Bankruptcy settlement would give Purdue Pharma a free pass
Those responsible for the scourge of opioid addiction that has ravaged communities in Washington and across the country must be held accountable.
Anyone who knowingly contributed to this irresponsible distribution should suffer the consequences, not get a free pass.
But that’s exactly what a proposed bankruptcy settlement would offer OxyContin maker Purdue Pharma, its wealthy owners and associates. Those seeking compensation and remedies for death and injury have until July 14 to decide whether to vote for the plan, approved by a federal bankruptcy judge last week. They should decline.
Under the 499-page proposal, the Sackler family would relinquish control of the business and pay $ 4.5 billion to fund opioid treatment and mitigation over nearly a decade. But money comes at too high a price: blanket immunity for dozens of the Sackler family, including business owners and directors, and hundreds of businesses, trusts, consultants and others. associates, for the damage caused when communities were inundated with their addictive drugs. .
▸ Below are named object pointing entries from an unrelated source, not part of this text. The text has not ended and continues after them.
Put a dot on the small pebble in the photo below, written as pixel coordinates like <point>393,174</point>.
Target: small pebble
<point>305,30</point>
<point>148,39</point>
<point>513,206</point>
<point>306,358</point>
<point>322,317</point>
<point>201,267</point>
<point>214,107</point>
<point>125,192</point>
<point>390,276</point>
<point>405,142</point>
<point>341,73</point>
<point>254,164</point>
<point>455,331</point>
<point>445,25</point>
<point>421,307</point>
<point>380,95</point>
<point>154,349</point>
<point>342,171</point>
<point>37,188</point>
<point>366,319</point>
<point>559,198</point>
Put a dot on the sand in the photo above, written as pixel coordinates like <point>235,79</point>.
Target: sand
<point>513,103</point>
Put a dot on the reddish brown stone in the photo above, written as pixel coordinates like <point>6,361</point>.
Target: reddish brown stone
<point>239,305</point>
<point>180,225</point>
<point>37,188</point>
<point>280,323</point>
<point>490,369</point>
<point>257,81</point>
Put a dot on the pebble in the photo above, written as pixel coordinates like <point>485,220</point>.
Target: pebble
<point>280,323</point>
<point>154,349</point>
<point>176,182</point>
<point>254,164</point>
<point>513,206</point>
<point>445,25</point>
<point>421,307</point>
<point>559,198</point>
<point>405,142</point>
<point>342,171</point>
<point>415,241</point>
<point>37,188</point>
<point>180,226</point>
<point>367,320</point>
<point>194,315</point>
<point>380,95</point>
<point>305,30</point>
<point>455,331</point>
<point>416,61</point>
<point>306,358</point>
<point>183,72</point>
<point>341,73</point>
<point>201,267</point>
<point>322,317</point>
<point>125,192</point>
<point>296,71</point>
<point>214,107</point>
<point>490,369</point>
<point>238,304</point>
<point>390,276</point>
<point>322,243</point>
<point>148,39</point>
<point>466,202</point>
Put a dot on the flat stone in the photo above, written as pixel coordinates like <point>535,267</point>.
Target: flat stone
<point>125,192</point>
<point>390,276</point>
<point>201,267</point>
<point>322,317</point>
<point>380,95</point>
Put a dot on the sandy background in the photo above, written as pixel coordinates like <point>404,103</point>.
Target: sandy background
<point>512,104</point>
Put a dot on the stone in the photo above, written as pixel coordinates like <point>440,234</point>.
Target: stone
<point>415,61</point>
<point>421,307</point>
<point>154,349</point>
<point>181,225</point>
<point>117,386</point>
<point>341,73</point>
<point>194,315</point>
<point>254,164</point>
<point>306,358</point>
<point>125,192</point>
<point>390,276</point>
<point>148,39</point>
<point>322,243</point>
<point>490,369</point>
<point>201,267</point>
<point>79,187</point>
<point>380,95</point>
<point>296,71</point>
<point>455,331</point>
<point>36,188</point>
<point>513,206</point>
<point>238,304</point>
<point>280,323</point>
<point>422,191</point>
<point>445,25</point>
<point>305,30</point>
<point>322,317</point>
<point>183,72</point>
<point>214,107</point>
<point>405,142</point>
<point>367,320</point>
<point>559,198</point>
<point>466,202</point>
Last fall, the company pleaded guilty to federal criminal charges for facilitating the prescribing of Purdue’s extended-release opioid products – OxyContin, Butrans and Hysingla – without a legitimate medical purpose and in violation of federal pot law. of-wine. Members of the Sackler family maintain that they have personally done nothing wrong. If so, they should rejoice in the opportunity to prove their innocence, not looking for a way out essentially of trouble – not least in a specialized court that usually doesn’t focus on injury and damage. , but on the negotiation of agreements between creditors and debtors. who cannot pay their bills.
This exceptionally complicated bankruptcy has always been about more than money. Purdue filed for Chapter 11 bankruptcy protection in 2019, in part, to avoid thousands of civil suits and cases filed by two dozen state attorneys general.
Washington Attorney General Bob Ferguson is disappointed. “I have filed a lawsuit against Purdue Pharma to hold the company accountable for its role in fueling the opioid epidemic,” he said via email after the judge’s approval. “This responsibility must include the Sackler family, who made billions of dollars as Washington families suffered.
“A legal shield denies Washingtonians the responsibility that survivors and families deserve.”
No legal process can erase the heartbreak over the country’s prescription opioid epidemic or bring back lost parents, children, neighbors and other loved ones. But preventing civil lawsuits that seek the truth about who is responsible for this death and destruction only compounds the pain.